I turni vengono svolti in coppia, il sabato, a rotazione sul Beauregard, l’Ospedale Parini e l’Hospice.“In coppia ti aiuti, ci sono sguardi e la complicità, utili per gestire nella maniera migliore ogni situazione”. Già, perché a volte posso esserci momenti davvero difficili da affrontare. “A me è capitato una volta un bambino che era lì in pediatria, in una stanza d’isolamento, una stanza dedicata. Quel giorno è stato un momento splendido. Abbiamo giocato un mucchio: eravamo in tre, perché c’era anche il Presidente Stefania Perego a darci man forte, visto che noi eravamo agli inizi e che quello era un caso ‘delicato’. Il bambino mi attaccava dei post-it addosso, scherzando sul mio difetto di essere un chiacchierone. “Stai zitto”, “parli troppo” e via dicendo. E abbiamo riso tantissimo insieme”. Dopo quindici giorni quel bambino è mancato. “Chiaramente ci rimani male, è dura, ma poi pensi che quel giorno, in quel momento, lui si è divertito ed è stato bene. E questo pensiero positivo deve prevalere su tutto”.
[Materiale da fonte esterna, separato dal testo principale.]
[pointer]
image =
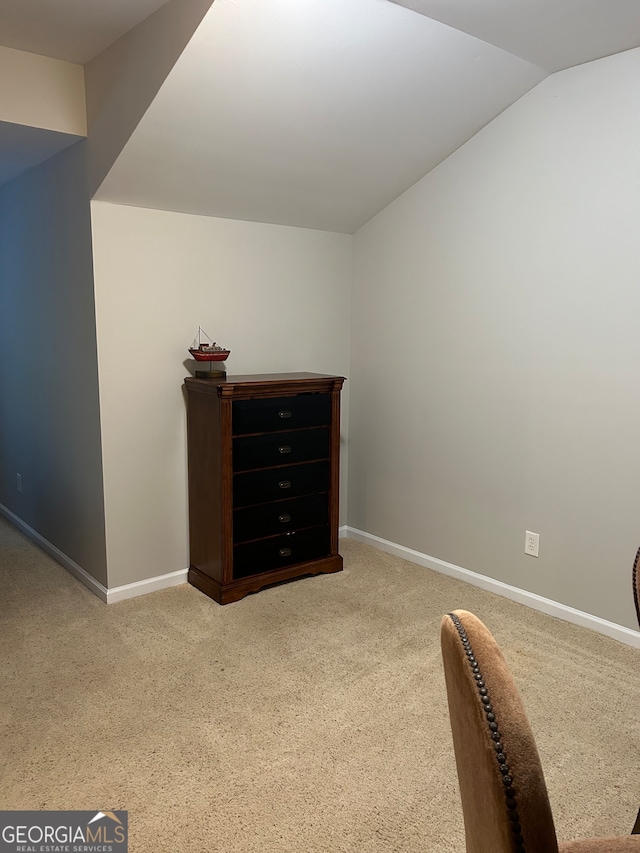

“Io tengo un quaderno, mio personale, oltre a quello che teniamo ufficialmente come gruppo e dove ci scriviamo a vicenda le note della giornata. Ecco, annoto lì tutte le mie impressioni personali, i nomi delle persone incontrate. Lì conservo tutti i post-it di quel bambino e ogni tanto me li vado a rileggere. Ci tengo tantissimo perché fanno parte di me e del mio percorso: è uno di quei momenti che ti rimangono impressi nella mente e che nessuno ti può portare via. Quei momenti che ti fanno crescere anche come persona. Diventare clown dottore e indossare il camice, ogni volta che posso, mi ha fatto un bene indescrivibile come persona e di riflesso nei rapporti con la mia famiglia e con gli amici. Ti poni in un’altra maniera, ti rende migliore anche nella vita normale. Questo è il grande messaggio per chi lo fa”.